3. Add the E of the leaving group selected in the S-LGM stage to the response event probability predicted by the RCP and LGM modules to obtain the energy of the IT stage;

4. In the S-LGC and S-RCP phases, based on the dynamic programming algorithm, all possible nodes in the search tree are expanded. Events with probabilities greater than a preset threshold are selected, and E is fixed;

5. Adjust the number of hydrogen atoms and formal charge of each atom to ensure that the resulting molecular diagram conforms to the valence rules and calculate the final E.

Figure 5: RetroExplainer’s decision-making process

a: RetroExplainer’s search path for two prediction results;

b: Decision curves of the top 12 predicted routes;

c: 6 structural change processes representing the synthetic routes.

By drawing a decision curve based on the change of E, we can analyze the decision process of RetroExplainer and find out the prediction errors of RetroExplainer.

As shown in the figure, the correct synthetic route for the product should be the deprotection reaction of the amine, but RetroExplainer ranked it 6th, and the 1st was the CN coupling reaction. Analysis found that RetroExplainer tended to increase the number of hydrogen atoms of the amine in the HC stage, which led to this difference.This indicates that RetroExplainer may make the same misjudgment of molecules with similar structures at the HC stage.

By comparing the reactions of RetroExplainer ranked 1st and 2nd,Researchers found that E may be related to the difficulty of the responseAlthough the connection between I:33 and C:26 in reaction 1 is not conducive to energy reduction, connecting a hydrogen atom at C:26 requires 13 times the energy of the previous reaction. At the same time, the introduction of I:33 weakens the selectivity problem faced by the CN coupling reaction.

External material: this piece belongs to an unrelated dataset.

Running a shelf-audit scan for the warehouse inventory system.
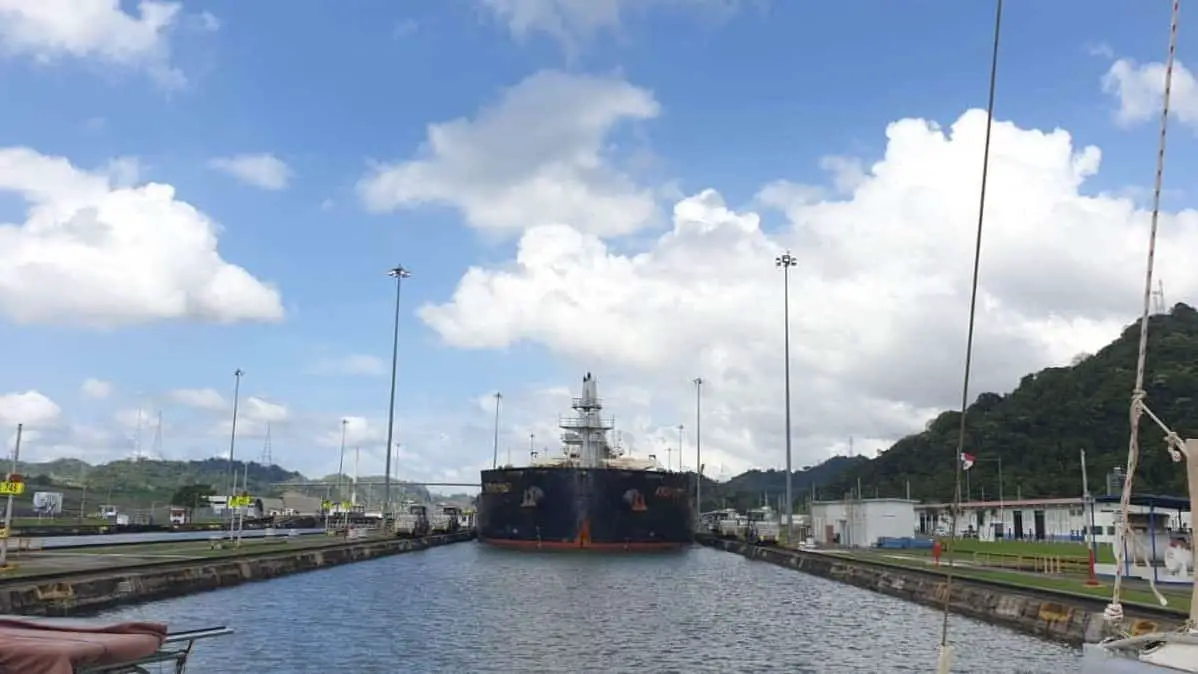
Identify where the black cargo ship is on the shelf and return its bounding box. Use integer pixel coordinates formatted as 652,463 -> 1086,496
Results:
478,372 -> 694,551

at the same time,Steric hindrance can also affect the prediction results of RetroExplainerComparing the reactions ranked 4th and 21st, their molecular structures are the same, but the leaving groups are attached to the symmetrical N, resulting in differences in E.

Path Planning:Multi-step predicted synthetic routes

To improve the practicality of RetroExplainer's predictions, the researchers combined it with the Retro algorithm, replacing the latter's single-step predictions with multi-step predictions.

Taking the bronchodilator Protokylol as an example, RetroExplainer designed a four-step synthesis route for this product. Subsequently, the researchers conducted a literature survey on the four-step reaction to explore its feasibility.

Figure 6: RetroExplainer's 4-step synthesis of protosan

The blue text in the figure is a similar response recorded in the reference, and the red part is the decision-making process of RetroExplainer.

Although many reactions did not find exactly the same reference, they found similar high-yield reactions.RetroExplainer designed 176 experiments for 101 cases, of which 153 could find similar reactions in SciFinder.

The above results show that RetroExplainer is better than other existing algorithms in predicting retrosynthesis. At the same time, RetroExplainer's decision-making is transparent and explainable, and it can plan reactions in multiple steps, making it more feasible. RetroExplainer is expected to provide a powerful tool for retrosynthesis research in organic chemistry.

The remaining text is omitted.